Reproduction: Gestation 11.5 months; single pup
Lifespan: 35 years
Conservation Status
: Least Concern

 

 


 

Harbor Seal

The harbor seal has a rounded head with a fairly blunt snout and lacks external ear flaps. Its color varies from silver with black spots, to black with gray or white rings, to almost pure white.

 

Scientific name:  Phoca vitulina

Continent: Northern-most parts of North America, Asia and Europe

Habitat: Rocky or sandy beaches, rocky reefs, tidal mudflats and sandbars along the coast or in bays or estuaries 

Size: 4.5-6 feet long

Weight: 150-300 pounds

Diet: The harbor seal is a carnivore and eats various fish, crustaceans and mollusks.
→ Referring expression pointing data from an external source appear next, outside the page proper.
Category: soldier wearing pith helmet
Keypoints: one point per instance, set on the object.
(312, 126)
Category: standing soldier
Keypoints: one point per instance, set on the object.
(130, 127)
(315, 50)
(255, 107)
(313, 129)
Reproduction: Gestation 9 to 11 months; single pup

Lifespan: 25 years

Conservation Status: Least Concern

 

 


 

Grey Seal  

The grey seal has a speckled body with shiny, white whiskers. Its foreflippers and hind flippers are webbed with five strong claws on each. The grey seal has very powerful rear flippers that propel it through the water, using its tail to help steer. It also has very powerful shoulders that enable it to haul out onto steep and slippery rocks, even in a big swell.

 

Scientific name:  Halichoerus grypus
Continent: Northern North America and Europe
Habitat: Rocky coasts and islands, sandbars, ice shelves and icebergs
Size: 6.5-8.25 feet long
Weight: 330-660 pounds
Diet: The grey seal is a carnivore and eats various fish, crustaceans, squid and octopus.
Reproduction: Gestation 11 months; single pup
Lifespan: 17 years
Conservation Status: Least Concern

 

 

 

 

 

 

 

 

 

 

 

 

 

 

 

 

 

 

 

 

 

 

 

 

 

 

 

 

 

 

 

 

 

 

 

 

 

 

 

 

 

 

 

 

 

 

 

 

 

 

 

FUN FACTS


The harp seal is called a "true" or "earless" seal since it lacks external ear flaps.


The harbor seal can remain submerged for up to 28 minutes and dive to depths of 295 feet.

The grey seal's large eyes allow it to see well in dark murky waters; however, its highly sensitive ears are most important for locating prey.